Phase 5: GPU Resource Assignment
This phase only assigns GPU IDs and doesn’t affect function patterns.
Execution: Function Pattern Retrieval
File: openhcs/core/steps/function_step.py (process method)
def process(self, context: 'ProcessingContext', step_index: int) -> None:
# Access step plan by index (step_plans keyed by index, not step_id)
step_plan = context.step_plans[step_index]
# Get func from step plan (stored by FuncStepContractValidator during compilation)
func_from_plan = step_plan.get('func') # ← RETRIEVES MODIFIED PATTERN
if func_from_plan is None:
raise ValueError(f"Step plan missing 'func' for step: {step_plan.get('step_name', 'Unknown')}")
# Process the function pattern
grouped_patterns, comp_to_funcs, comp_to_base_args = prepare_patterns_and_functions(
patterns_by_well[well_id], func_from_plan, component=group_by.value if group_by else None
)
Function Pattern Transformation Examples
Example 1: Simple Function (No Special Inputs)
# Original
step.func = create_composite
# After path planner: No change
step.func = create_composite
# Stored in step_plans['func']
step_plans[step_id]['func'] = create_composite
Example 2: Function with Metadata Injection
# Original
step.func = mist_compute_tile_positions # Has @special_inputs("grid_dimensions")
# After path planner: Metadata injected
step.func = (mist_compute_tile_positions, {"grid_dimensions": (4, 6)})
# Stored in step_plans['func']
step_plans[step_id]['func'] = (mist_compute_tile_positions, {"grid_dimensions": (4, 6)})
Example 3: Function with Parameters
# Original
step.func = (create_projection, {'method': 'max_projection'})
# After path planner: No special inputs, no change
step.func = (create_projection, {'method': 'max_projection'})
# Stored in step_plans['func']
step_plans[step_id]['func'] = (create_projection, {'method': 'max_projection'})
Implications for Lazy Loading (@lazy_args)
This architecture is perfectly designed for lazy loading:
Metadata Resolution: Path planner resolves metadata and could create lazy wrappers
Pattern Storage: Modified patterns (with lazy wrappers) stored in step_plans
Execution Retrieval: Execution gets lazy wrappers from step_plans
Lazy Loading: First access to lazy wrapper triggers actual loading
Proposed Lazy Loading Flow
# 1. Path planner creates lazy wrapper
lazy_model = LazyN2V2Model(context)
step.func = (n2v2_denoise_torch, {"n2v2_model": lazy_model})
# 2. Validator stores lazy wrapper in step_plans
step_plans[step_id]['func'] = (n2v2_denoise_torch, {"n2v2_model": lazy_model})

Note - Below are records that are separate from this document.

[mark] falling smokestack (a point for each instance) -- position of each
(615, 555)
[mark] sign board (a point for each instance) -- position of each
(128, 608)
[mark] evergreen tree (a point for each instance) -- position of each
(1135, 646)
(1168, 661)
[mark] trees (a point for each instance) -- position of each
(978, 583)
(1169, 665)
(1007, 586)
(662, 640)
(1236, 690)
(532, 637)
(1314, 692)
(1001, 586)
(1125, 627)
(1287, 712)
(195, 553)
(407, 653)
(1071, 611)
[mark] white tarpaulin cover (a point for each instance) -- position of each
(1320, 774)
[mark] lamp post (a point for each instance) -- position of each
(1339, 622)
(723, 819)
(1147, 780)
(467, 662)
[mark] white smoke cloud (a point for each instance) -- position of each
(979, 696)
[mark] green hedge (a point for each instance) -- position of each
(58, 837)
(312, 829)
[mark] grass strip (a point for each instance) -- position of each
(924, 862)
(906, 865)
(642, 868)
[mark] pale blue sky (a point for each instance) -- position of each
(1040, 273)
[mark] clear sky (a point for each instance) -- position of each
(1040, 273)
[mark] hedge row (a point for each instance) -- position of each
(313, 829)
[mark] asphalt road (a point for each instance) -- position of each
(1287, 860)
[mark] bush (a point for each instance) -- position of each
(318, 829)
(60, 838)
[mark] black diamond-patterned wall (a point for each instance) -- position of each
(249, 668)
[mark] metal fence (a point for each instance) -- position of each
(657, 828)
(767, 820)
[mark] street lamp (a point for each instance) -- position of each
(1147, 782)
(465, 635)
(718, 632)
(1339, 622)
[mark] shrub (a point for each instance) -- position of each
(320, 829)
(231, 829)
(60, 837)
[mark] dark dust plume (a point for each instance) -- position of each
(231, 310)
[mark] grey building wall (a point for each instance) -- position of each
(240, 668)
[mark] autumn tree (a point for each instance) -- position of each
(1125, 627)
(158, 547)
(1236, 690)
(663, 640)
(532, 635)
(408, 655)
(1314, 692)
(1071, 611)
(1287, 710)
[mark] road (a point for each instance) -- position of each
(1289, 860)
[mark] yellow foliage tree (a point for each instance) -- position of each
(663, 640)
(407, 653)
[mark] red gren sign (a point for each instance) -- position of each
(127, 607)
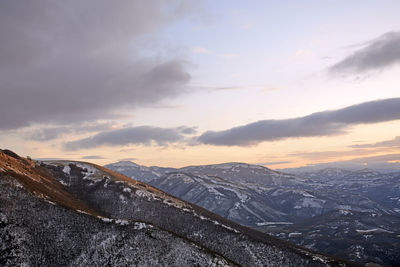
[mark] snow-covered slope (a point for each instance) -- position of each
(68, 213)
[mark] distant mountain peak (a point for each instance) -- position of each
(125, 163)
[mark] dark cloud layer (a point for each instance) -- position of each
(377, 54)
(317, 124)
(45, 134)
(140, 135)
(68, 61)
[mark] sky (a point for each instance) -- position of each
(174, 83)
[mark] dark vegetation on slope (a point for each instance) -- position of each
(51, 199)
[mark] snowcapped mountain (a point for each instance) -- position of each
(75, 213)
(277, 203)
(246, 173)
(135, 171)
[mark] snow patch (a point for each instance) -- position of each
(67, 169)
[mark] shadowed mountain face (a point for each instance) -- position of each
(332, 211)
(73, 213)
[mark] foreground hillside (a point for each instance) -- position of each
(73, 213)
(350, 214)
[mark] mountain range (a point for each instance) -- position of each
(347, 213)
(68, 213)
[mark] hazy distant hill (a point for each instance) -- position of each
(74, 213)
(326, 210)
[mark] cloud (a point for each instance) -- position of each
(128, 159)
(228, 55)
(45, 134)
(92, 157)
(324, 123)
(389, 143)
(78, 60)
(139, 135)
(227, 88)
(323, 155)
(200, 50)
(378, 54)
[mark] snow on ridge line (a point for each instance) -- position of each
(136, 225)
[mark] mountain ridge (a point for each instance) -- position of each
(124, 201)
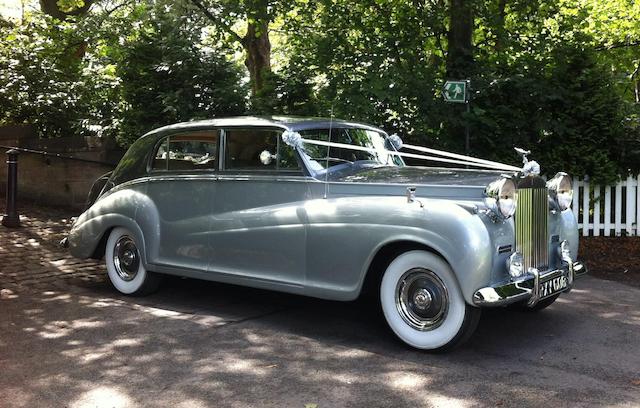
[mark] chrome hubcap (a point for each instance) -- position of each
(126, 258)
(422, 299)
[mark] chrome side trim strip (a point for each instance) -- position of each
(522, 289)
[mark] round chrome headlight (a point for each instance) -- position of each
(501, 197)
(561, 190)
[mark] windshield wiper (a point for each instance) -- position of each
(334, 159)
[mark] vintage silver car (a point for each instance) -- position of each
(328, 208)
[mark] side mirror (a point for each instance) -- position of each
(266, 157)
(394, 141)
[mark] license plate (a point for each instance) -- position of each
(552, 286)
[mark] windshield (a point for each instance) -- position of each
(340, 161)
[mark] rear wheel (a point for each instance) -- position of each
(423, 304)
(124, 265)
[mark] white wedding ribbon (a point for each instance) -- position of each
(462, 157)
(453, 157)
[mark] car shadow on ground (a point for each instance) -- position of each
(201, 343)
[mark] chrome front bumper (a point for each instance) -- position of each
(526, 288)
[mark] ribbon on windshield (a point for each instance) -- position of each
(294, 139)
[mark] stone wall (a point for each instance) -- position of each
(53, 180)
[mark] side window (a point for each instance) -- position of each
(190, 151)
(244, 148)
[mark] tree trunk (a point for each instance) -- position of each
(500, 31)
(257, 45)
(460, 47)
(258, 59)
(51, 8)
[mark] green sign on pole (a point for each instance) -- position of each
(455, 91)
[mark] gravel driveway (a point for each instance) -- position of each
(68, 340)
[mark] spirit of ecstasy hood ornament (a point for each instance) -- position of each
(529, 168)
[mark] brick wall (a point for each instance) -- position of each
(52, 180)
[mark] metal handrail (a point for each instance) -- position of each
(57, 155)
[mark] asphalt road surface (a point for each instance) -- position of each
(198, 344)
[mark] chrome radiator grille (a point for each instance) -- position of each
(532, 238)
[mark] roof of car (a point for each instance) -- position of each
(292, 123)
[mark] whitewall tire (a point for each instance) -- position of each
(423, 304)
(124, 265)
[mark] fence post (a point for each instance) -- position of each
(12, 219)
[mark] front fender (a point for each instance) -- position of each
(346, 233)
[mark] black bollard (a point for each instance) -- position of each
(12, 219)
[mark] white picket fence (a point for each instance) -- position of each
(607, 210)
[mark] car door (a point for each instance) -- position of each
(258, 225)
(182, 187)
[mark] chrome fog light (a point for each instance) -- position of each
(561, 191)
(564, 251)
(501, 197)
(515, 263)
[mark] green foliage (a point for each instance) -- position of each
(118, 73)
(168, 77)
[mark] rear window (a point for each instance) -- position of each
(245, 147)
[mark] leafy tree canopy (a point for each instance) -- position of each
(558, 77)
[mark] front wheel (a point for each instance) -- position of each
(423, 304)
(124, 265)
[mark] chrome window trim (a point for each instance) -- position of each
(301, 171)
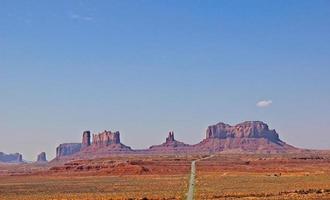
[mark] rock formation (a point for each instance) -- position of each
(106, 138)
(251, 129)
(170, 145)
(250, 136)
(11, 158)
(67, 149)
(42, 157)
(86, 141)
(104, 143)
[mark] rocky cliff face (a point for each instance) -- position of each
(251, 136)
(86, 141)
(250, 129)
(104, 143)
(11, 158)
(106, 138)
(42, 157)
(67, 149)
(170, 145)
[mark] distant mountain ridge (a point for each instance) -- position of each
(249, 136)
(11, 158)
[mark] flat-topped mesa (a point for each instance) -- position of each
(170, 137)
(249, 129)
(169, 145)
(106, 138)
(67, 149)
(11, 158)
(41, 157)
(86, 140)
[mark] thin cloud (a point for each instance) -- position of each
(80, 17)
(264, 103)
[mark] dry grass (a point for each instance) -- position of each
(225, 176)
(99, 187)
(263, 177)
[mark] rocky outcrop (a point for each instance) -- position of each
(250, 136)
(67, 149)
(250, 129)
(170, 145)
(106, 138)
(41, 158)
(86, 141)
(11, 158)
(103, 144)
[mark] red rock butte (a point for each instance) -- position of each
(250, 136)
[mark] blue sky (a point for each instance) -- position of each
(147, 67)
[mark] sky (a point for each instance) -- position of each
(148, 67)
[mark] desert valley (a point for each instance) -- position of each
(245, 161)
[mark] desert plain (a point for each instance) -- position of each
(223, 176)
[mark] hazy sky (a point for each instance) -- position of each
(147, 67)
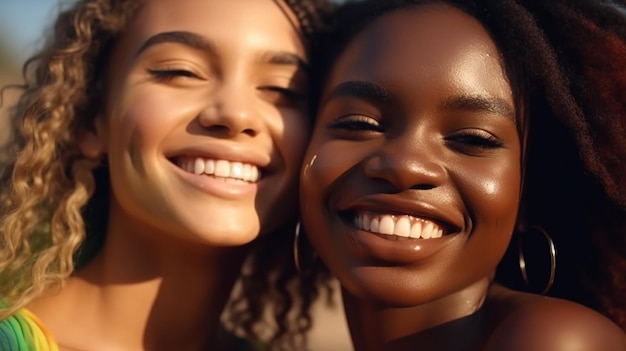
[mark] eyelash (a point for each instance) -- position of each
(357, 123)
(286, 92)
(168, 74)
(476, 138)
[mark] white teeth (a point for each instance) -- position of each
(386, 225)
(209, 167)
(220, 168)
(198, 166)
(402, 226)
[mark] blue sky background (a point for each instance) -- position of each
(22, 23)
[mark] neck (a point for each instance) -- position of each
(427, 326)
(145, 290)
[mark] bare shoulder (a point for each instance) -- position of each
(541, 323)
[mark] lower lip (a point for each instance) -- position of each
(392, 250)
(221, 187)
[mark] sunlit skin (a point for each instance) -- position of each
(423, 127)
(193, 79)
(417, 128)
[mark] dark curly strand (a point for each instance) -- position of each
(270, 281)
(54, 202)
(566, 62)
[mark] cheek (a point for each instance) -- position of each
(494, 194)
(293, 135)
(325, 164)
(146, 116)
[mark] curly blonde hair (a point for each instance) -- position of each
(54, 200)
(46, 182)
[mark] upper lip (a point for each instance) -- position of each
(400, 204)
(229, 152)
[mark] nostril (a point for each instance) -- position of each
(423, 187)
(249, 131)
(218, 129)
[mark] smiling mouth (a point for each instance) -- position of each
(395, 226)
(228, 170)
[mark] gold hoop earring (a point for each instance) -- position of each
(551, 251)
(296, 251)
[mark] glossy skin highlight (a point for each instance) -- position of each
(219, 80)
(417, 120)
(421, 127)
(225, 87)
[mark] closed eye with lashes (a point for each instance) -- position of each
(167, 74)
(476, 138)
(357, 123)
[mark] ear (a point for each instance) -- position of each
(93, 141)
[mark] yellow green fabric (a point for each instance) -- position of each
(24, 332)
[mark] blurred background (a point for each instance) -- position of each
(22, 27)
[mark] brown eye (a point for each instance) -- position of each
(357, 123)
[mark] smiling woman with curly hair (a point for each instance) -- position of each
(156, 146)
(463, 148)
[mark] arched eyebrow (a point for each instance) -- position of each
(198, 42)
(192, 40)
(361, 89)
(480, 103)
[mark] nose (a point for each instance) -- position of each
(408, 163)
(230, 112)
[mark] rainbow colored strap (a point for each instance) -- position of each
(24, 332)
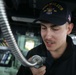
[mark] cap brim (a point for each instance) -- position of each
(52, 19)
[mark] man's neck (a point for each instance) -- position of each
(58, 53)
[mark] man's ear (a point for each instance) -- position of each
(70, 27)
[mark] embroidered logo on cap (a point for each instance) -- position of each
(48, 9)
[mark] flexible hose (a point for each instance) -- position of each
(8, 35)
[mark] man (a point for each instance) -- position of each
(57, 45)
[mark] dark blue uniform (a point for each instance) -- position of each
(65, 65)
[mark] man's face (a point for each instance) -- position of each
(54, 36)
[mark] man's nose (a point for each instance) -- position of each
(49, 34)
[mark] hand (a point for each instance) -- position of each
(38, 71)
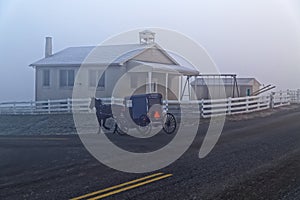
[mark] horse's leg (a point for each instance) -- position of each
(104, 120)
(99, 122)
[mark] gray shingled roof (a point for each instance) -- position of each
(112, 54)
(226, 81)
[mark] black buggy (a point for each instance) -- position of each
(144, 111)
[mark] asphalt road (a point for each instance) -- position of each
(257, 158)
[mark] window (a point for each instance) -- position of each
(46, 77)
(134, 81)
(153, 85)
(66, 78)
(94, 77)
(248, 91)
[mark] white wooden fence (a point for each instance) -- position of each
(207, 108)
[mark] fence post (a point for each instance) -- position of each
(112, 100)
(247, 103)
(202, 108)
(280, 95)
(69, 104)
(229, 105)
(49, 111)
(167, 105)
(31, 107)
(14, 108)
(272, 100)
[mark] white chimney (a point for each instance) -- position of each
(48, 47)
(147, 37)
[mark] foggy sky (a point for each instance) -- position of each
(252, 38)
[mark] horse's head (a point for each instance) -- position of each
(95, 103)
(92, 104)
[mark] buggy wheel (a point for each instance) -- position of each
(122, 128)
(145, 130)
(170, 124)
(111, 125)
(144, 126)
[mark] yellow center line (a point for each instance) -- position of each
(34, 138)
(116, 186)
(130, 187)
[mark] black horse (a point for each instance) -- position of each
(104, 111)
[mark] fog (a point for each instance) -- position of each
(251, 38)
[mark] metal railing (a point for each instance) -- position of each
(206, 108)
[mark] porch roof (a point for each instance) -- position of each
(163, 68)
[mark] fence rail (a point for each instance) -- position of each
(206, 108)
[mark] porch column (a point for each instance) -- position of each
(180, 87)
(149, 82)
(167, 86)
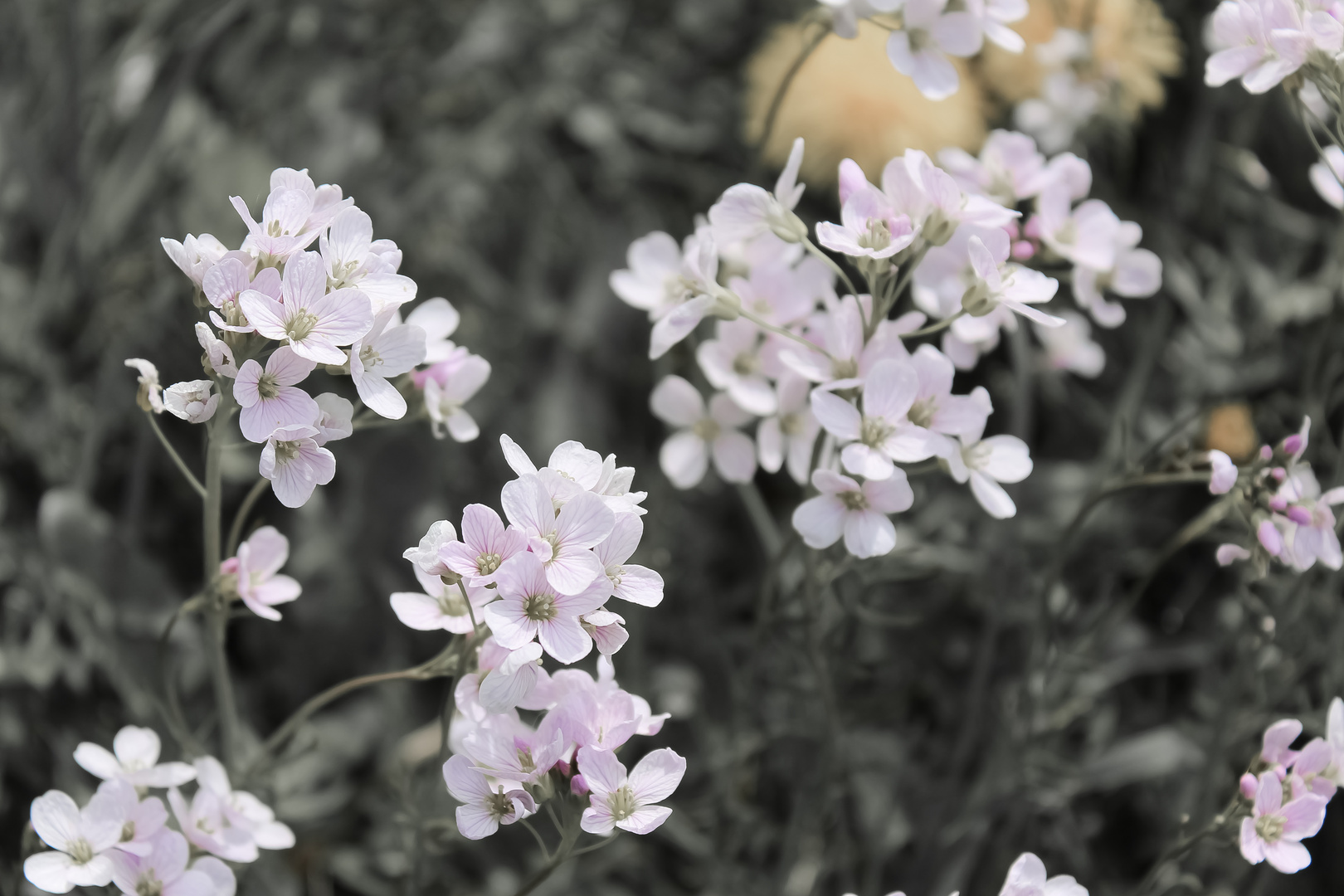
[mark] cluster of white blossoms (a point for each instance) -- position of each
(277, 310)
(926, 32)
(1281, 501)
(541, 586)
(806, 362)
(1287, 791)
(1265, 42)
(1027, 878)
(124, 837)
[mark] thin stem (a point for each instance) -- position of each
(773, 112)
(763, 324)
(441, 665)
(812, 247)
(177, 458)
(236, 531)
(933, 328)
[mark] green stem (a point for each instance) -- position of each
(236, 531)
(177, 458)
(763, 324)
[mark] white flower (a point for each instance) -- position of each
(149, 398)
(628, 801)
(746, 212)
(311, 320)
(930, 32)
(483, 809)
(986, 462)
(195, 256)
(226, 822)
(704, 433)
(381, 353)
(438, 319)
(1069, 347)
(134, 757)
(852, 511)
(1328, 176)
(450, 384)
(192, 401)
(295, 464)
(81, 843)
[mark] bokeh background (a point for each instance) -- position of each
(986, 691)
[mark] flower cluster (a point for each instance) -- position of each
(541, 586)
(926, 32)
(277, 310)
(1281, 501)
(1287, 791)
(804, 360)
(123, 835)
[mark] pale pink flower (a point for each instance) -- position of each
(162, 871)
(381, 353)
(335, 418)
(311, 320)
(622, 801)
(746, 212)
(733, 363)
(192, 401)
(986, 462)
(226, 822)
(485, 811)
(429, 557)
(1274, 830)
(1136, 273)
(270, 398)
(704, 433)
(219, 358)
(932, 34)
(295, 464)
(1069, 347)
(852, 511)
(1012, 286)
(530, 607)
(628, 581)
(1259, 41)
(1010, 167)
(448, 386)
(1224, 473)
(140, 818)
(256, 572)
(81, 843)
(791, 434)
(440, 606)
(869, 227)
(134, 757)
(1027, 878)
(882, 433)
(149, 395)
(438, 319)
(606, 629)
(485, 547)
(561, 540)
(932, 197)
(1327, 176)
(195, 256)
(229, 280)
(350, 261)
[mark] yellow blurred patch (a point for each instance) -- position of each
(849, 102)
(1231, 431)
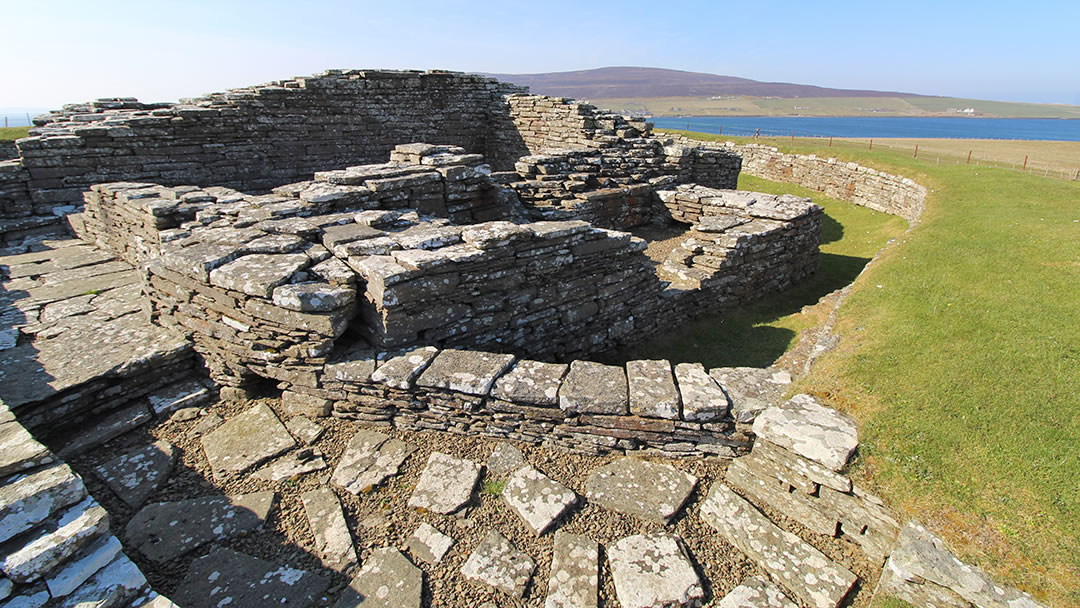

# 3. Execution gets lazy wrapper
func_from_plan = step_plan.get('func') # Contains lazy wrapper
# 4. Function receives lazy wrapper
def n2v2_denoise_torch(image, n2v2_model, **kwargs):
n2v2_model.eval() # ← Triggers lazy loading here
Key Architectural Insights
Function patterns are mutable during compilation - the path planner can modify them
The FuncStepContractValidator is the storage mechanism - it stores function patterns in step_plans
Execution is completely stateless - everything needed is in the frozen context
Metadata injection happens early - during path planning, before validation
The system supports complex function patterns - tuples, lists, with kwargs injection
Common Misconceptions Clarified
Files and Line Numbers Reference
Orchestrator entry:
openhcs/core/orchestrator/orchestrator.py:295-317Compiler phases:
openhcs/core/pipeline/compiler.py:54-275Path planner metadata injection:
openhcs/core/pipeline/path_planner.py:396-410Validator function storage:
openhcs/core/pipeline/funcstep_contract_validator.py:210-215Execution retrieval:
openhcs/core/steps/function_step.py:550-556
This architecture enables patterns like lazy loading, metadata injection, and stateless execution while maintaining clean separation of concerns between compilation and execution phases.